"Recreational rioting is the term," the 46-year-old priest said. "It was like a Disney theme park for rioting. It was ludicrous."
Donegan said he and local Ardoyne authority figures — among them Irish Republican Army veterans once involved in directing, not stopping, riots — tried all night to take rocks, bottles and stones out of children's hands, but the kids wouldn't listen. Donegan said he particularly talked to a 9-year-old boy who had walked a mile (2 kilometers) that night to reach the rioting zone. "I thought to myself: Where are your parents? Who's supervising you?" he said in a telephone interview.
The priest said girls, many of them dressed for a night out — "At one stage it looked like a Milan catwalk," he quipped — had come to watch the boys riot. The boys in turn appeared determined to impress the girls with their bravery. He said alcohol and drug abuse fueled their dangerous behavior as police doused the crowd with jets from a water cannon.

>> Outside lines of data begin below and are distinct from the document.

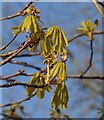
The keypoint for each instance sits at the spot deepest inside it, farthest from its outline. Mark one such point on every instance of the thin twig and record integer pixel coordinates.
(8, 53)
(85, 77)
(18, 102)
(10, 117)
(25, 64)
(5, 46)
(13, 75)
(98, 8)
(21, 84)
(91, 58)
(80, 35)
(14, 55)
(17, 14)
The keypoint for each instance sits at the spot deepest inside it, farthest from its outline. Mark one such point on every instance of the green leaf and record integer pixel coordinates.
(55, 69)
(64, 39)
(55, 102)
(14, 28)
(26, 23)
(64, 97)
(32, 81)
(35, 27)
(48, 88)
(40, 93)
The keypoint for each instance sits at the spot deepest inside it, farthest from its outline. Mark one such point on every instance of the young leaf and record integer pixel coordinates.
(64, 97)
(40, 93)
(48, 88)
(55, 102)
(55, 69)
(29, 90)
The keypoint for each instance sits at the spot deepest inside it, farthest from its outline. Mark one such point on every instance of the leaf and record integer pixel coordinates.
(48, 88)
(64, 38)
(29, 90)
(36, 27)
(55, 69)
(64, 97)
(14, 28)
(27, 23)
(40, 93)
(55, 102)
(50, 31)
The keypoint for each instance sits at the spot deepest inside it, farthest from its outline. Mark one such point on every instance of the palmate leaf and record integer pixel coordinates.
(32, 81)
(60, 97)
(59, 70)
(58, 38)
(45, 46)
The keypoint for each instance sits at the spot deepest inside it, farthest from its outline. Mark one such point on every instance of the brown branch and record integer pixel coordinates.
(21, 84)
(18, 102)
(85, 77)
(25, 64)
(80, 35)
(15, 54)
(17, 14)
(13, 75)
(91, 58)
(5, 46)
(11, 117)
(29, 54)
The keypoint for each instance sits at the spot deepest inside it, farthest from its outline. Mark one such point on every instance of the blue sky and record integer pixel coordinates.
(68, 16)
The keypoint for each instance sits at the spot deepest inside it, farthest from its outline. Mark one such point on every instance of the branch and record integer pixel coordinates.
(13, 75)
(80, 35)
(17, 14)
(18, 102)
(86, 77)
(15, 54)
(4, 47)
(11, 117)
(25, 64)
(91, 57)
(21, 84)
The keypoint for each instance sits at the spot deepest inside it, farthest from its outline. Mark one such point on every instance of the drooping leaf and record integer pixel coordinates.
(40, 93)
(55, 69)
(48, 88)
(60, 97)
(32, 81)
(64, 97)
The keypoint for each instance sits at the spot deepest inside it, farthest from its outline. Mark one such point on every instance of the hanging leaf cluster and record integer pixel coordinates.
(38, 79)
(88, 28)
(60, 71)
(60, 97)
(53, 43)
(30, 25)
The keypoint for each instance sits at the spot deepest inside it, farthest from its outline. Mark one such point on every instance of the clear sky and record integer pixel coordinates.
(67, 16)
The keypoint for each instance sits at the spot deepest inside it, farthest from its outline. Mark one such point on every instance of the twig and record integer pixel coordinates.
(13, 75)
(80, 35)
(11, 117)
(98, 8)
(21, 84)
(25, 64)
(29, 54)
(17, 14)
(8, 54)
(85, 77)
(72, 76)
(15, 54)
(4, 47)
(91, 57)
(18, 102)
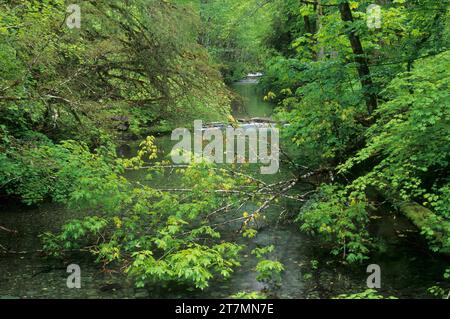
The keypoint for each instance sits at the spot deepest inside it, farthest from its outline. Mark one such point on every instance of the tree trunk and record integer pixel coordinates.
(360, 59)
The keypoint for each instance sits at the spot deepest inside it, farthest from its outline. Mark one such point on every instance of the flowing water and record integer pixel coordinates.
(407, 267)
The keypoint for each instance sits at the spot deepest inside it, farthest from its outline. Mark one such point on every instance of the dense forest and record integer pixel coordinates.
(361, 95)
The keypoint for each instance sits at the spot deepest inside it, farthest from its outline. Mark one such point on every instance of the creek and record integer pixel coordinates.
(407, 267)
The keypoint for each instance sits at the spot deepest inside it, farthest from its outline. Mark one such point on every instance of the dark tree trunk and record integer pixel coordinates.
(360, 59)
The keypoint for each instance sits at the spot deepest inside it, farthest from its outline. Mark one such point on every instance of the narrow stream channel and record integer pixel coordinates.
(408, 268)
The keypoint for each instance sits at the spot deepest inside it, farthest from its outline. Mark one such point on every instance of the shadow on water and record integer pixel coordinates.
(408, 268)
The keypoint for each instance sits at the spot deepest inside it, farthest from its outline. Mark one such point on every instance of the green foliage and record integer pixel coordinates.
(158, 236)
(340, 220)
(367, 294)
(249, 295)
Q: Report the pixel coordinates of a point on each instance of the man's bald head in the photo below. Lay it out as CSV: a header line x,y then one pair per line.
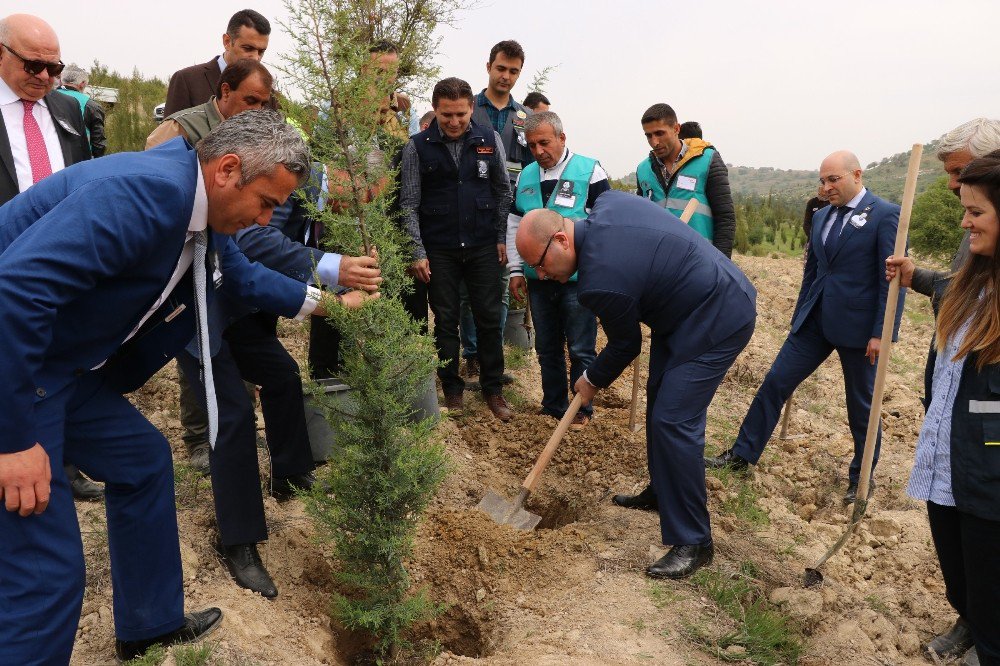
x,y
545,242
844,160
840,177
27,37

He said IRA dissidents opposed to Northern Ireland's peace process undoubtedly have played a background role in stoking the past three nights' rioting, which has spread to several other working-class Catholic parts of Belfast and other towns. But the priest said he and Ardoyne community leaders were openly questioning whether the area's children would have sought street fights with police even if the cited catalyst for the trouble — a small Orange parade near [the] Ardoyne on Monday night — had been barred by police. "That's the burning question for us," he said. "I saw children facing down what would have been hardened mainstream (IRA) republicans of yesteryear who are now full weight behind the peace process, and they were taking (abuse) from these young people who were literally out of control."